Helpware's Insights Into Business Process Outsourcing

How To Effectively Measure Customer Support Metrics

Written by Rigo Vega | May 29, 2019 11:07:00 PM

You can’t improve what you don’t measure. It’s a common enough phrase, but say you want to improve your customer support. What do you track?

Outsourcing customer support can be great for your cash flow and your time, but one of the first things about a successful outsourcing program is to have key customer support metrics or indicators that tell you how well you’re doing so you can get where you want to be.


You can quickly measure customer support metrics that matter with a single support request and after that, combine it to report on the whole performance of your staff members as well as separate customer support representatives.
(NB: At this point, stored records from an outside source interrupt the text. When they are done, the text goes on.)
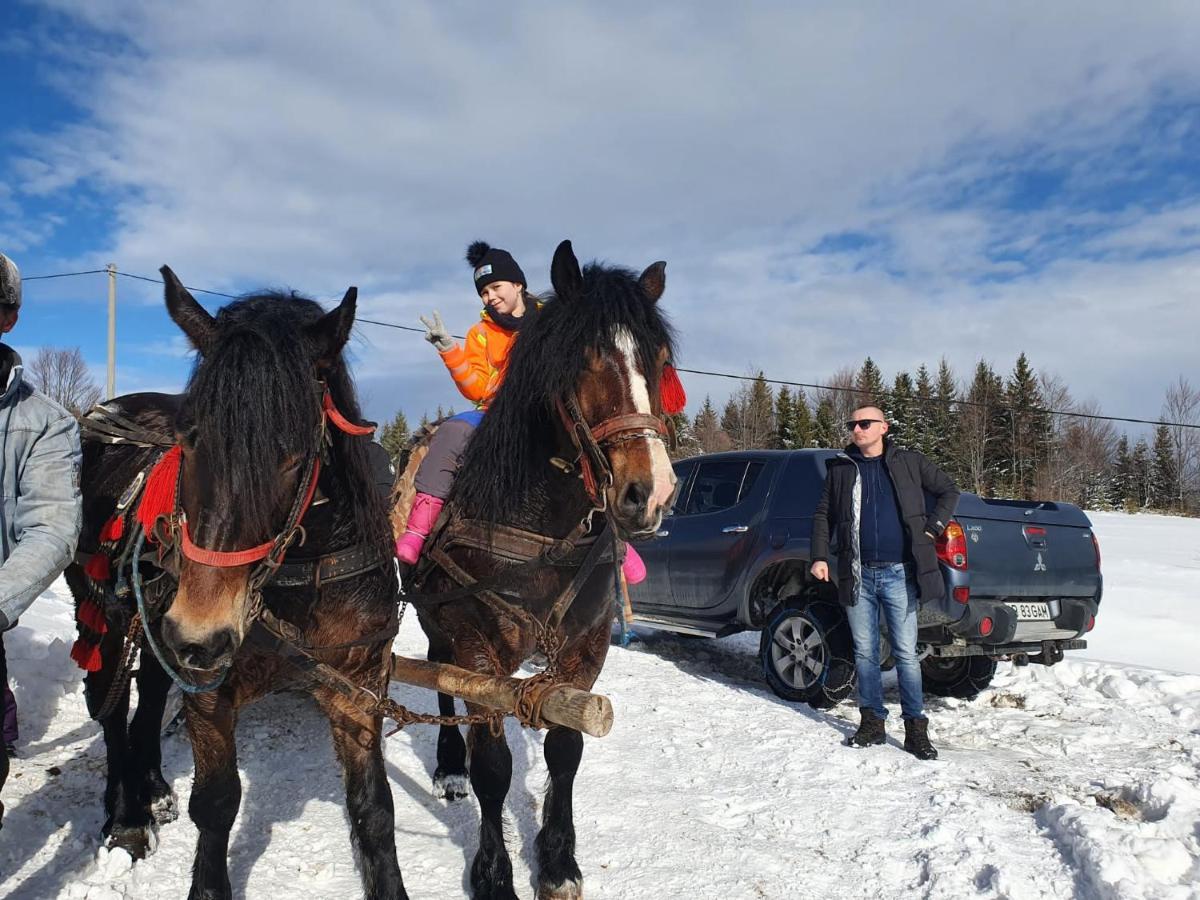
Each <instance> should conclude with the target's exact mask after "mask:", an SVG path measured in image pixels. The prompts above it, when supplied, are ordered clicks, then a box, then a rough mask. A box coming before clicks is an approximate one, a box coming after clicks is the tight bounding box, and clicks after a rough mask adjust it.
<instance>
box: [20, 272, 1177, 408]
mask: <svg viewBox="0 0 1200 900" xmlns="http://www.w3.org/2000/svg"><path fill="white" fill-rule="evenodd" d="M106 271H107V270H106V269H89V270H88V271H82V272H59V274H55V275H32V276H29V277H25V278H23V281H42V280H46V278H70V277H73V276H76V275H96V274H101V272H106ZM116 274H118V275H120V276H121V277H125V278H133V280H136V281H145V282H150V283H151V284H162V283H163V281H162V278H151V277H149V276H145V275H134V274H133V272H122V271H120V270H118V272H116ZM185 287H186V288H187V289H188V290H192V292H196V293H197V294H211V295H212V296H223V298H227V299H229V300H238V299H239V296H238V295H236V294H226V293H223V292H221V290H208V289H205V288H193V287H188V286H186V284H185ZM355 320H356V322H361V323H364V324H367V325H377V326H379V328H392V329H396V330H397V331H413V332H416V334H422V335H424V334H425V329H421V328H415V326H413V325H400V324H397V323H395V322H379V320H378V319H365V318H360V317H356V318H355ZM451 337H456V338H457V340H460V341H462V340H466V338H464V337H463V336H462V335H451ZM677 371H679V372H684V373H686V374H698V376H706V377H710V378H730V379H733V380H737V382H755V380H758V378H762V380H763V382H764V383H767V384H779V385H785V386H788V388H808V389H810V390H820V391H830V392H834V394H868V395H870V394H872V391H868V390H864V389H862V388H845V386H840V385H830V384H812V383H809V382H788V380H785V379H781V378H767V377H764V376H739V374H733V373H731V372H710V371H706V370H702V368H682V367H678V368H677ZM876 396H878V397H894V396H895V392H894V391H880V392H878V394H876ZM910 400H912V401H913V402H917V403H944V404H947V406H952V404H953V406H958V407H978V408H983V409H994V410H996V412H1002V410H1004V412H1012V413H1042V414H1044V415H1061V416H1069V418H1074V419H1091V420H1094V421H1105V422H1130V424H1133V425H1153V426H1160V425H1165V426H1168V427H1170V428H1200V424H1190V422H1168V421H1162V420H1158V419H1135V418H1130V416H1124V415H1102V414H1099V413H1079V412H1074V410H1064V409H1045V408H1043V407H1006V406H1003V404H1000V403H995V404H994V403H982V402H979V401H972V400H956V398H954V400H944V398H942V397H917V396H912V397H910Z"/></svg>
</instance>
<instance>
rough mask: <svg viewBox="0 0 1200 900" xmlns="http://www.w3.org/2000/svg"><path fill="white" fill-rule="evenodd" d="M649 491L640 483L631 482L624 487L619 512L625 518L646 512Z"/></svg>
mask: <svg viewBox="0 0 1200 900" xmlns="http://www.w3.org/2000/svg"><path fill="white" fill-rule="evenodd" d="M649 499H650V490H649V487H647V486H646V485H643V484H642V482H641V481H631V482H629V484H628V485H625V491H624V493H623V494H622V497H620V511H622V512H623V514H625V515H626V516H640V515H642V514H643V512H644V511H646V504H647V503H649Z"/></svg>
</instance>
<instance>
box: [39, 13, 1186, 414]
mask: <svg viewBox="0 0 1200 900" xmlns="http://www.w3.org/2000/svg"><path fill="white" fill-rule="evenodd" d="M50 5H52V6H53V7H55V8H56V10H59V11H62V12H65V13H66V14H67V16H70V17H72V18H73V19H74V20H77V22H83V23H86V24H88V25H89V26H90V28H94V29H98V30H101V31H103V34H104V36H103V37H102V38H96V37H94V36H89V37H88V38H86V40H84V41H82V43H83V46H84V48H85V50H86V52H85V53H84V54H83V55H79V56H77V58H76V62H73V64H72V65H78V66H79V68H82V76H80V77H78V78H76V79H74V80H68V82H67V84H70V85H71V90H72V91H73V98H74V101H76V102H77V103H79V104H80V106H82V107H83V108H85V109H89V110H90V112H91V118H90V119H89V120H88V121H84V122H80V124H78V125H74V126H71V127H68V128H66V130H64V131H62V132H60V133H58V134H53V136H41V134H40V136H30V139H29V140H28V142H26V144H25V146H26V157H25V162H23V163H22V166H20V168H18V170H17V172H18V174H19V175H20V181H19V188H18V191H17V193H16V198H17V199H18V200H19V199H20V197H22V196H26V197H28V196H34V194H37V196H43V197H46V196H49V197H53V196H56V194H62V193H64V192H67V193H70V192H71V191H72V190H73V188H74V187H76V186H78V185H88V186H89V190H101V191H104V192H108V196H110V197H112V198H113V199H114V202H115V204H116V205H115V210H116V216H115V221H116V228H115V229H114V232H113V234H112V241H110V244H109V245H108V246H103V247H97V248H96V253H95V254H91V257H90V258H89V260H88V262H101V260H102V262H107V260H108V259H115V260H118V262H119V264H120V265H121V268H122V269H125V270H127V271H143V272H152V271H154V270H155V269H156V268H157V266H158V265H160V264H161V263H162V262H164V260H166V262H169V263H170V264H172V265H173V268H175V270H176V271H178V272H180V275H181V276H182V277H184V278H185V281H187V282H188V283H196V284H199V286H203V287H211V288H216V289H230V288H233V287H245V286H247V284H262V283H287V284H294V286H296V287H299V288H301V289H304V290H306V292H308V293H312V294H314V295H318V296H325V298H334V296H338V295H340V293H341V290H342V289H343V288H344V286H346V284H347V283H350V282H354V283H358V284H359V286H360V287H361V288H362V304H361V308H362V314H365V316H366V314H367V311H370V312H371V313H372V314H371V316H370V317H372V318H379V319H385V320H394V322H400V323H403V324H415V316H416V313H419V312H424V311H426V310H428V308H432V307H434V306H437V307H440V308H442V311H443V313H444V314H445V317H446V320H448V322H450V323H454V326H455V328H456V330H463V329H464V328H466V325H467V324H469V322H470V319H472V316H473V307H474V300H473V296H472V294H470V288H469V287H468V284H469V282H468V281H467V271H466V266H464V265H463V264H462V263H461V252H462V247H463V246H464V245H466V244H467V241H468V240H470V239H473V238H475V236H481V238H487V239H488V240H492V241H493V242H496V244H498V245H500V246H506V247H510V248H511V250H514V252H516V253H517V256H518V258H520V259H521V260H522V265H523V266H524V268H526V271H527V272H529V274H530V280H532V282H533V287H535V288H540V287H545V284H546V281H547V278H546V275H545V272H546V271H547V266H548V258H550V253H551V251H552V248H553V246H554V244H556V242H557V241H558V240H559V239H560V238H563V236H571V238H572V239H575V245H576V248H577V251H578V252H580V253H581V256H593V254H596V256H602V257H606V258H608V259H613V260H616V262H620V263H628V264H629V265H631V266H641V265H644V264H647V263H649V262H652V260H653V259H658V258H665V259H667V260H668V284H670V288H668V293H667V299H666V301H665V302H666V304H667V306H668V308H670V310H671V311H672V312H673V313H674V317H676V322H677V324H678V325H679V328H680V332H682V337H683V350H684V353H683V356H684V360H685V361H686V364H688V365H691V366H696V367H703V368H726V370H728V368H731V367H732V368H733V370H734V371H746V370H751V368H754V370H757V368H763V370H766V371H767V372H768V373H772V374H778V376H782V377H792V378H797V379H804V380H806V379H810V378H817V377H821V376H822V374H823V373H827V372H829V371H833V370H834V368H836V367H839V366H841V365H845V364H847V362H858V361H860V359H862V356H863V355H865V354H866V353H872V355H875V356H876V359H877V360H878V361H881V364H882V365H883V366H884V368H886V370H887V368H890V371H894V370H895V368H896V367H901V366H904V367H913V366H914V365H916V364H917V362H919V361H920V360H928V361H930V362H934V361H936V359H937V358H938V356H940V355H943V354H946V355H948V356H950V358H952V359H955V360H959V361H960V365H964V366H965V365H968V364H970V361H972V360H973V359H976V358H977V356H979V355H980V354H982V355H986V356H991V358H994V359H995V360H996V362H997V365H1001V366H1002V367H1004V368H1007V367H1008V366H1009V365H1010V360H1012V358H1014V356H1015V354H1016V352H1018V350H1020V349H1022V348H1024V349H1027V350H1028V352H1030V354H1031V356H1032V358H1033V359H1034V362H1036V364H1039V365H1044V366H1046V367H1050V368H1056V370H1058V371H1060V372H1062V373H1063V374H1064V376H1067V377H1068V378H1069V379H1070V383H1072V385H1073V388H1074V389H1075V390H1076V392H1084V394H1090V392H1094V395H1096V396H1098V397H1099V398H1100V400H1102V401H1103V402H1104V403H1105V406H1106V407H1108V408H1112V409H1115V408H1117V407H1120V408H1121V409H1122V412H1123V410H1132V412H1134V413H1145V412H1150V410H1152V409H1154V408H1157V406H1158V401H1159V397H1160V392H1162V386H1160V385H1163V384H1165V383H1166V380H1169V379H1170V378H1171V377H1174V376H1175V374H1177V373H1178V372H1180V371H1182V370H1184V368H1186V366H1187V365H1189V362H1190V355H1189V354H1190V349H1188V348H1186V347H1183V346H1182V343H1181V338H1180V337H1178V335H1182V334H1184V332H1188V331H1190V332H1192V334H1194V332H1195V325H1196V324H1200V323H1198V320H1196V316H1195V313H1193V312H1190V307H1187V306H1186V305H1184V301H1186V300H1187V299H1189V298H1190V296H1192V289H1190V284H1189V282H1190V280H1192V278H1193V277H1194V275H1195V259H1194V257H1192V256H1181V257H1180V258H1178V259H1175V260H1174V262H1170V263H1163V262H1154V263H1150V262H1144V260H1142V262H1139V260H1138V259H1136V251H1138V248H1139V247H1141V246H1145V245H1147V244H1158V245H1163V244H1164V242H1165V244H1166V245H1168V246H1170V248H1171V251H1172V252H1178V253H1184V254H1186V253H1187V252H1188V247H1189V246H1190V241H1189V240H1188V238H1190V234H1189V233H1188V232H1187V228H1188V222H1187V216H1188V215H1189V210H1190V208H1188V206H1186V204H1183V205H1181V206H1180V208H1178V209H1177V210H1174V211H1168V212H1162V214H1159V212H1147V214H1142V212H1141V211H1139V210H1126V211H1124V212H1120V214H1114V215H1111V216H1110V215H1108V214H1105V216H1104V217H1100V218H1102V222H1100V223H1102V224H1103V226H1104V228H1105V230H1106V232H1109V229H1111V227H1112V226H1114V224H1118V226H1120V229H1118V230H1115V232H1109V233H1108V234H1106V235H1105V236H1098V238H1096V240H1094V241H1093V245H1092V250H1093V251H1094V252H1096V253H1104V252H1117V251H1120V252H1123V253H1127V254H1128V256H1130V257H1132V259H1130V260H1128V262H1126V263H1123V264H1120V265H1118V264H1112V263H1097V262H1086V260H1079V259H1076V258H1075V256H1076V254H1075V250H1076V248H1075V247H1069V248H1067V250H1056V248H1050V250H1048V251H1046V252H1045V253H1043V254H1040V256H1039V257H1038V260H1037V266H1036V268H1034V269H1033V270H1032V271H1025V270H1024V266H1022V265H1021V264H1020V263H1016V262H998V263H997V262H995V260H994V258H992V257H991V256H990V252H989V251H990V248H991V247H992V246H994V245H996V244H997V242H1000V244H1002V245H1003V246H1007V247H1009V248H1012V250H1016V251H1026V250H1031V248H1033V250H1036V248H1037V247H1038V246H1039V235H1050V234H1052V233H1054V229H1056V228H1062V227H1063V224H1064V223H1072V222H1074V221H1075V217H1078V220H1079V221H1086V220H1087V218H1088V217H1090V216H1091V217H1096V216H1097V214H1094V212H1091V214H1090V212H1088V211H1087V210H1086V209H1085V210H1079V209H1070V210H1068V209H1054V208H1050V209H1046V210H1033V211H1030V212H1024V214H1022V212H1019V211H1012V210H1008V211H997V209H996V208H995V205H994V204H992V203H991V200H992V199H995V197H988V196H986V194H979V196H977V197H976V198H974V202H973V203H970V204H965V205H960V206H952V208H947V206H935V205H932V204H931V200H932V199H934V198H938V199H941V198H943V197H944V194H946V192H948V191H953V190H955V188H959V187H962V186H965V185H971V184H972V182H977V181H978V180H980V179H986V178H996V176H1000V175H1004V174H1006V173H1008V174H1010V173H1012V172H1013V170H1014V169H1019V168H1020V166H1021V164H1022V158H1025V157H1027V158H1028V160H1031V161H1032V160H1036V161H1038V163H1039V164H1046V166H1051V164H1052V166H1062V167H1064V168H1067V169H1068V170H1069V173H1070V179H1072V180H1073V181H1072V184H1073V185H1074V187H1075V190H1086V188H1087V185H1088V184H1092V181H1090V179H1093V178H1096V176H1097V174H1098V173H1097V172H1096V169H1094V160H1091V163H1088V164H1082V163H1080V164H1076V163H1078V161H1079V160H1080V158H1081V157H1087V158H1091V155H1092V154H1093V151H1094V150H1096V148H1098V146H1108V145H1111V144H1112V143H1114V142H1117V140H1128V138H1129V136H1130V128H1133V127H1135V124H1136V122H1138V121H1140V118H1141V116H1142V115H1144V112H1145V109H1146V108H1147V107H1150V106H1151V104H1152V103H1153V102H1154V101H1156V98H1157V97H1160V96H1162V95H1163V92H1164V91H1169V90H1176V91H1178V90H1183V91H1188V90H1194V89H1195V86H1196V85H1198V84H1200V59H1198V56H1196V54H1195V52H1194V48H1195V47H1196V46H1198V43H1200V41H1198V38H1200V13H1196V11H1195V8H1194V7H1193V6H1190V5H1186V4H1184V5H1181V4H1166V2H1164V4H1139V5H1138V6H1136V7H1133V6H1128V5H1124V4H1116V2H1110V4H1098V2H1070V4H1067V2H1064V4H1056V5H1051V6H1046V5H1045V4H1038V2H1014V4H1006V5H994V6H988V7H984V6H980V5H973V4H972V5H964V4H955V2H946V4H929V5H923V6H919V7H912V6H898V5H888V4H868V5H858V6H853V7H851V6H842V5H817V4H803V5H800V4H794V5H793V4H778V2H755V4H748V5H742V6H730V5H726V4H684V5H661V4H655V5H634V4H623V2H618V4H607V5H600V6H595V5H568V4H553V5H551V4H535V2H524V4H521V2H518V4H510V5H506V6H505V7H504V13H503V14H502V13H499V12H498V11H496V10H493V11H491V12H488V13H487V14H486V16H485V14H484V13H481V12H480V10H479V7H460V6H454V5H444V4H421V2H409V4H403V5H397V4H391V2H354V4H340V5H330V4H318V2H314V1H305V2H262V4H235V2H232V0H230V1H228V2H224V1H222V2H218V1H217V0H209V1H205V2H184V4H172V5H163V4H144V2H133V1H132V0H107V1H106V2H96V1H94V0H88V1H84V0H54V2H53V4H50ZM61 55H62V56H67V55H70V54H67V53H65V52H64V53H62V54H61ZM78 60H83V62H82V64H79V62H78ZM66 71H67V72H68V73H70V72H71V70H70V68H68V70H66ZM1170 138H1171V134H1170V133H1168V136H1166V137H1165V138H1164V142H1166V143H1169V140H1170ZM1174 138H1175V139H1176V140H1183V139H1184V137H1183V136H1180V134H1177V133H1176V134H1174ZM1146 152H1147V154H1151V152H1152V151H1151V150H1147V151H1146ZM1129 164H1130V166H1132V167H1135V166H1139V164H1140V163H1139V161H1138V160H1130V161H1129ZM1147 164H1148V163H1147ZM1090 166H1091V168H1090ZM1100 174H1103V173H1100ZM1002 191H1003V186H997V187H996V192H997V193H1002ZM1038 229H1042V230H1040V232H1039V230H1038ZM842 230H857V232H866V233H872V234H878V235H881V236H882V238H883V239H886V250H884V251H883V252H880V251H878V250H869V251H866V252H860V253H822V254H812V253H810V252H809V250H810V248H811V247H812V246H814V245H815V244H816V242H817V241H818V240H820V239H821V238H822V236H823V235H827V234H829V233H836V232H842ZM31 239H32V238H26V240H31ZM1058 257H1062V258H1058ZM901 272H902V275H901ZM985 277H998V278H1007V281H1000V282H988V281H984V278H985ZM1134 298H1136V299H1138V300H1134ZM1134 302H1139V304H1156V305H1157V306H1156V307H1154V308H1156V310H1157V313H1156V314H1154V316H1152V317H1147V316H1146V314H1145V313H1128V310H1129V308H1133V304H1134ZM1141 308H1146V307H1145V306H1142V307H1141ZM362 334H364V335H367V336H368V340H370V341H371V347H370V348H360V350H359V354H360V365H359V371H360V374H361V377H362V378H364V379H365V380H366V382H368V383H370V384H371V385H372V391H374V392H377V394H379V395H380V400H379V401H378V402H379V403H380V404H383V403H385V402H394V401H392V400H391V396H392V395H395V394H397V392H401V394H402V392H406V391H410V392H413V394H420V395H421V396H431V397H436V396H438V394H437V391H444V392H445V394H446V395H448V396H451V397H452V389H450V388H449V385H448V384H445V385H443V386H442V388H439V389H434V388H433V386H432V384H433V383H434V382H436V379H438V378H442V377H443V373H440V371H439V366H438V361H437V359H436V358H434V356H433V355H432V354H431V353H428V348H427V347H425V344H424V343H421V342H420V340H419V337H416V336H414V335H409V334H404V332H384V330H382V329H377V328H371V326H364V328H362ZM876 347H878V349H877V350H876V349H875V348H876ZM1115 347H1120V348H1122V349H1121V352H1122V354H1124V355H1126V359H1128V360H1130V361H1129V364H1128V365H1124V364H1123V365H1122V366H1121V368H1120V371H1118V370H1117V367H1115V366H1098V365H1096V362H1097V354H1098V353H1110V352H1112V348H1115ZM1084 348H1096V349H1092V350H1087V352H1085V349H1084ZM1100 348H1103V349H1100ZM426 373H431V374H426ZM389 379H390V380H389ZM388 385H390V386H388ZM706 388H707V385H706ZM727 389H728V388H727V385H716V384H714V385H713V392H714V395H720V394H722V392H724V391H725V390H727ZM695 392H696V390H695V389H694V394H695ZM436 402H437V401H434V402H433V403H432V404H436ZM432 404H431V406H432ZM420 406H421V403H420V402H416V403H412V404H409V406H408V408H409V410H412V409H413V408H414V407H415V408H419V407H420Z"/></svg>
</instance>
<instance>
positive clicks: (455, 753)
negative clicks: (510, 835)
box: [410, 241, 674, 898]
Ensure you leverage the most important customer support metrics to keep track of your current state of affairs and the ways to improve. Let's further review crucial factors that you may add to your strategy.

Response Time

How long does it take from when the customer calls in to get to a live person? Is there a wait time? Is there a lengthy phone tree? If someone sends an email for support, how long does it take to get back to them? When something is wrong, we want it solved yesterday. Getting to someone quickly is the first impression someone will have of your support team. Keeping that response time low is the first step to keeping your customers happy.

Fix issue on the first contact

Just like speed in response time, fixing the issue immediately while you have that person on the phone or within 24 hours of an email means happier customers and top-level customer support capacity metrics.

Resolution Time

If you can’t fix the issue on the first contact, how long does it take for the ticket to be resolved? Tracking the overall average, but breaking down the issues into types of problems (bugs, user error, bad hardware) can give you more information about which areas of your customer support or product can be improved to lower the overall resolution time.

Number of issues

Tracking the number of issues each day/week for several years can tell you a lot about your user base and product iteration. Breaking that total number down by the number of issues over the number of current customers/products sold tells you whether your help page is helping, whether your product is too complicated or if you have issues with bugs/hardware. If you see the number of a certain type of problem increasing, it may be time to implement a bonus training program for new customers. Or maybe you needed to do more testing before you launched that last iteration.

Customer Satisfaction

Those after-call surveys are incredibly helpful customer support performance metrics. If you choose not to implement that, we recommend sending a follow-up email a few days after resolution to make sure the problem was solved and getting feedback on the resolution process. Many customers will ignore the email (just like many people opt out of the after-call survey) but the feedback from the ones who answer will give you otherwise unattainable insight into your resolution process.